C++20 with u8, char8_t and std::string
In addition to @lubgr's answer, the paper char8_t backward compatibility remediation (P1423) discusses several ways how to make std::string
with char8_t
character arrays.
Basically the idea is that you can cast the u8
char array into a "normal" char array to get the same behaviour as C++17 and before, you just have to be a bit more explicit. The paper discusses various ways to do this.
The most simple (but not fully zero overhead, unless you add more overloads) method that fits your usecase is probably the last one, i.e. introduce explicit conversion functions:
std::string from_u8string(const std::string &s) {
return s;
}
std::string from_u8string(std::string &&s) {
return std::move(s);
}
#if defined(__cpp_lib_char8_t)
std::string from_u8string(const std::u8string &s) {
return std::string(s.begin(), s.end());
}
#endif
Should I be creating a new utf8string?
No, it's already there. P0482 does not only propose char8_t
, but also a new specialization of std::basic_string
for char8_t
character types named std::u8string
. So this already compiles with clang
and libc++
from trunk:
const std::u8string str = u8"●";
The fact that std::string
construction from a u8
-literal breaks is unfortunate. From the proposal:
This proposal does not specify any backward compatibility features other than to retain interfaces that it deprecates. The author believes such features are necessary, but that a single set of such features would unnecessarily compromise the goals of this proposal. Rather, the expectation is that implementations will provide options to enable more fine grained compatibility features.
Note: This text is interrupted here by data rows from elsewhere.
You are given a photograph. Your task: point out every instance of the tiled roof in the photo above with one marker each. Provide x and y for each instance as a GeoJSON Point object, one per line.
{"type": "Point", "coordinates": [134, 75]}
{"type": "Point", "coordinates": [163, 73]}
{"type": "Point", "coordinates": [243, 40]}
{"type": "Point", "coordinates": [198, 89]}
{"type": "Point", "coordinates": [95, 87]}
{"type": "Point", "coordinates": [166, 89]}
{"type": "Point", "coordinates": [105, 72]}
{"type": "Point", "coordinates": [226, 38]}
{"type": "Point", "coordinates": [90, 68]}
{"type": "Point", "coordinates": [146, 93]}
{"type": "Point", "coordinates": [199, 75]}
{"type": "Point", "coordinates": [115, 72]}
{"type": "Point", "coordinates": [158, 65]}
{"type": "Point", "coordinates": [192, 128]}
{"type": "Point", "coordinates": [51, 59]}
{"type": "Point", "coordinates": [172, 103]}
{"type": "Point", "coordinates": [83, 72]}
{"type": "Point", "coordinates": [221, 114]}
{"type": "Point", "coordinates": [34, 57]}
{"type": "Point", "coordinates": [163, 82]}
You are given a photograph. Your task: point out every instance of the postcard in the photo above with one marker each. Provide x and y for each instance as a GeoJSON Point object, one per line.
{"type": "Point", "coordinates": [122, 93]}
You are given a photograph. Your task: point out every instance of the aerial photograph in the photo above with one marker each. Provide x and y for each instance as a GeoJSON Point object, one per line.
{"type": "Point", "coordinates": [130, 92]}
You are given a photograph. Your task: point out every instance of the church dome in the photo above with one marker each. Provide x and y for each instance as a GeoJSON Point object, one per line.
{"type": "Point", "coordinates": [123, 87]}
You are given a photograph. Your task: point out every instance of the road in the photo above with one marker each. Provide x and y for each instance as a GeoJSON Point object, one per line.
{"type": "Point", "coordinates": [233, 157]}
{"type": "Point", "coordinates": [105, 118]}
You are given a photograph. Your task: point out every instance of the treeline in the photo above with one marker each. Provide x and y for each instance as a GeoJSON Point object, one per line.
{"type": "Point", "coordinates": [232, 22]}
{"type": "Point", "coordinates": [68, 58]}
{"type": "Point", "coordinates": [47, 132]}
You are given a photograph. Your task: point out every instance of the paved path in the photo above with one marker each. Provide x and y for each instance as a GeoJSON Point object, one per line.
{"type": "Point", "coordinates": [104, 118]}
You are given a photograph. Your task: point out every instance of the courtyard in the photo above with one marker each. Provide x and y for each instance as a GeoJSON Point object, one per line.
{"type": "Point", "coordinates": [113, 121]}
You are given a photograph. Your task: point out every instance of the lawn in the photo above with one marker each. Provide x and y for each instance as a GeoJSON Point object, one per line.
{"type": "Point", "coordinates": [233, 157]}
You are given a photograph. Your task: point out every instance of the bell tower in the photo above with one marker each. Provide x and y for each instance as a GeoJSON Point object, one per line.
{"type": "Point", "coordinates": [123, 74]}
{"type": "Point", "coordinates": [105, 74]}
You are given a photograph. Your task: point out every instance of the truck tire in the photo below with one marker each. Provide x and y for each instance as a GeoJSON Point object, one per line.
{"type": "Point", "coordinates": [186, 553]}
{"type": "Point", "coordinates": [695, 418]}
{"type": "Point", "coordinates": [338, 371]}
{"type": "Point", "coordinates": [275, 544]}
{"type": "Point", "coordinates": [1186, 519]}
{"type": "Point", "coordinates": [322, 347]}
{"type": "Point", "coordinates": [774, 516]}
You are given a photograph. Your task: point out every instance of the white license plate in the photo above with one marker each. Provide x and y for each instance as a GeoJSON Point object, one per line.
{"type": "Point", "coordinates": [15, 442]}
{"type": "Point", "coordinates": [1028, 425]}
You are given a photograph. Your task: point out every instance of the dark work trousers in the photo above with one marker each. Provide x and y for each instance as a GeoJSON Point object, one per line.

But I guess most of such initialization as above should be grep
-able or be subject to some automatic clang
tooling fixes.
Should I be creating a new utf8string?
No, C++20 adds std::u8string
. However, I would recommend using std::string
instead because char8_t
is poorly supported in the standard and not supported by any system APIs at all (and will likely never be because of compatibility reasons). On most platforms normal char
strings are already UTF-8 and on Windows with MSVC you can compile with /utf-8
which will give you portable Unicode support on major operating systems.
For example, you cannot even write a Hello World program using u8 strings in C++20 (https://godbolt.org/z/E6rvj5):
std::cout << u8"Hello, world!\n"; // won't compile in C++20
On Windows with MSVC and pre-C++20 the situation is even worse because u8 strings may be silently corrupted. For example:
std::cout << "Привет, мир!\n";
will produce valid UTF-8 that may or may not be displayed in the console depending on its current code page while
std::cout << u8"Привет, мир!\n";
will almost definitely give you an invalid result such as ╨а╤Я╨б╨В╨а╤С╨а╨Ж╨а┬╡╨бтАЪ, ╨а╤Ш╨а╤С╨б╨В!
.